И действительно, Андерсен, по-видимому, ставил перед собой недостижимую цель. Он неправильно прочитал балладу, в которой столкновение человека со сверхъестественным магическим существом, традиционно заканчивающееся несчастьем, представлено в комическом, пародийном духе. Потерпевшей и вызывающей сочувствие стороной в ней представлен Водяной, воплощение грозных магических сил, выглядящий комично. Таким образом, шуточную балладу он хотел переделать в стихотворную драму серьезного и трагического звучания, что и предопределило ее неудачность.
Наступившее вскоре Рождество Андерсен встретил в большой компании датских, норвежских и шведских писателей и художников на вилле Боргезе, в домике, расположенном у амфитеатра в саду, у заменявшего елку апельсинового деревца. Он специально сочинил для праздника исполненную хором «Скандинавскую рождественскую песню», воспевающую дружбу и единство скандинавов:
В песне воздавалась хвала шведскому и датскому монархам:
что было в те времена «политически некорректно»: в Дании еще жили отголоски многовековой вражды между королевствами, окончательно умолкнушие лишь в 1850-1860-е годы, во времена военного конфликта Дании с Пруссией и Австрией из-за Шлезвига и Гольштейна, когда умами датчан, норвежцев и шведов владело течение «скандинавизма» — культурного и политического единства стран Скандинавии. Некоторые участники праздника немного поколебались, прежде чем присоединиться к хору; в Дании вольномыслие Андерсена («воспевание шведской короны за датские деньги») также вызвало нарекания.

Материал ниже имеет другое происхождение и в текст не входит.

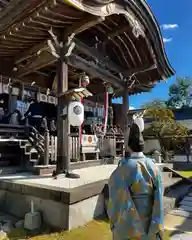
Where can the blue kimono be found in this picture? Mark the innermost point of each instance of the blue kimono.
(135, 207)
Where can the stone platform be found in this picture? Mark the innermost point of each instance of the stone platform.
(64, 203)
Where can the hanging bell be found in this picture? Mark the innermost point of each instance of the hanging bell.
(110, 90)
(85, 80)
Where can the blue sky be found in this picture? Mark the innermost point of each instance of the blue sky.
(175, 19)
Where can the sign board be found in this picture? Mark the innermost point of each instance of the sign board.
(42, 97)
(89, 140)
(51, 99)
(5, 88)
(15, 91)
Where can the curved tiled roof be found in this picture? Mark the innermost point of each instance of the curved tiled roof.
(128, 35)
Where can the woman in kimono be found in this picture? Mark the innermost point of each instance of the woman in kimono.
(135, 206)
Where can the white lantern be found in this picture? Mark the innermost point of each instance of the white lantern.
(140, 123)
(75, 113)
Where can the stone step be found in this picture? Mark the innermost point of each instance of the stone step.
(181, 212)
(190, 194)
(186, 208)
(187, 198)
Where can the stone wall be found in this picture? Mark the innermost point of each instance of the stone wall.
(56, 214)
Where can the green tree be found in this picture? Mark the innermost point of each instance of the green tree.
(156, 103)
(164, 128)
(178, 93)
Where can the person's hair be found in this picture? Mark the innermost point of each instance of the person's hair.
(136, 142)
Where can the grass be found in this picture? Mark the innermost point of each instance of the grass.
(95, 230)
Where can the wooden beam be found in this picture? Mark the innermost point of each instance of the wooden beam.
(74, 29)
(42, 60)
(94, 70)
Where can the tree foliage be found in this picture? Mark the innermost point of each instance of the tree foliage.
(163, 124)
(164, 128)
(178, 93)
(156, 103)
(178, 96)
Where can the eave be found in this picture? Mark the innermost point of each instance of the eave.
(120, 52)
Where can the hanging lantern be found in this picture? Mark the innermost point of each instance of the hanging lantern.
(110, 90)
(84, 81)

12 февраля, сразу после недельного римского карнавала, Андерсен вместе с Херцем и еще одним приятелем отправились на юг Италии, в Неаполь, где как раз в это время происходило извержение Везувия. По-видимому, не вполне сознавая, насколько это опасно, датчане совершают восхождение на вулкан. Сначала они идут по колено в пепле, а затем, ступая по застывшей и еще горячей корке лавы, пробираются ближе к ее эффектно изливающимся потокам. «Я ощущал небывалый восторг и прилив сил, напевал какой-то мотив из Вайсе и был первым, кто взобрался на гору» [136].

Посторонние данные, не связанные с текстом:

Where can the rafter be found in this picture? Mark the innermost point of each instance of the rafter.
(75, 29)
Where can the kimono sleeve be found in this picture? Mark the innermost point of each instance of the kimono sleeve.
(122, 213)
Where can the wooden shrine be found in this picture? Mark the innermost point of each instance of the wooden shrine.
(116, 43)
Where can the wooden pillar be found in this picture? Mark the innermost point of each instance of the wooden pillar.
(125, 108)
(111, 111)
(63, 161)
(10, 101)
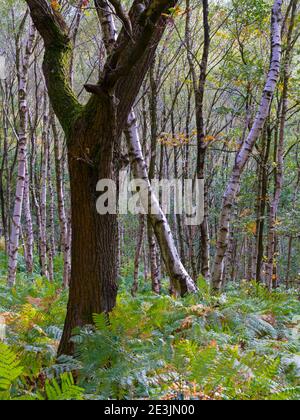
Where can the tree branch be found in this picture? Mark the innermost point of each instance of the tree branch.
(57, 61)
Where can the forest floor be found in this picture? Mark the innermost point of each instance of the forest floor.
(243, 344)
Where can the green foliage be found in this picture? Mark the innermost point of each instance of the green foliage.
(67, 390)
(10, 370)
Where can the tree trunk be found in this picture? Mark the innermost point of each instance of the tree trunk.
(23, 68)
(247, 147)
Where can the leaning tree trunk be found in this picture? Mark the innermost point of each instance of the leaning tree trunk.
(180, 280)
(23, 68)
(92, 131)
(157, 223)
(279, 153)
(247, 147)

Через несколько дней Андерсен с друзьями посетили Помпеи и греческие храмы в Пестуме. «Здесь я увидел слепую нищенку, почти девочку, одетую в лохмотья, но дивную красавицу. Это было живое воплощение богини красоты… Она произвела на меня такое сильное впечатление, что я даже не посмел подать ей милостыню, а только стоял и смотрел на нее с каким-то благоговением, как на богиню того храма, у входа в который она сидела» [137]. Чуть позже Андерсен вместе с Херцем посетил остров Капри, где 6 марта 1834 года (отметим в памяти эту дату!) они побывали в Голубом гроте, открытом за три года до этого двумя немецкими художниками, отважившимися во время отлива проникнуть в него.

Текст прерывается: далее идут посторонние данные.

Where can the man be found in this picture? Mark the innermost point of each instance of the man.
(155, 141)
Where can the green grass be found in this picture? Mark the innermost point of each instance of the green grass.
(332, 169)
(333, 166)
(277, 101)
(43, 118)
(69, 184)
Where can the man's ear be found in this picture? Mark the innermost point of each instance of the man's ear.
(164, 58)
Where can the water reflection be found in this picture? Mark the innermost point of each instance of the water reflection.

После красот юга поэт возвращался в Рим без особого удовольствия. Отпраздновав в Вечном городе Пасху, с 1 апреля он начинает свое четырехмесячное путешествие домой. Венеция, которую он на пути конечно же посетил, произвела на него если не тягостное, то все же печальное впечатление. Днем, как писал Андерсен в «Сказке моей жизни», она напоминала ему «мертвого лебедя, качающегося в замусоренных волнах» и только к ночи «представала во всей красе, как это и подобает королеве Адриатики» [138]. В Венеции, впрочем, Андерсена ужалил скорпион и у него до самого плеча распухла рука. Укус, однако, оказался не особенно ядовитым. «Наконец, в черной, похожей на катафалк, гондоле я, признаться, без сожалений покинул город» [139].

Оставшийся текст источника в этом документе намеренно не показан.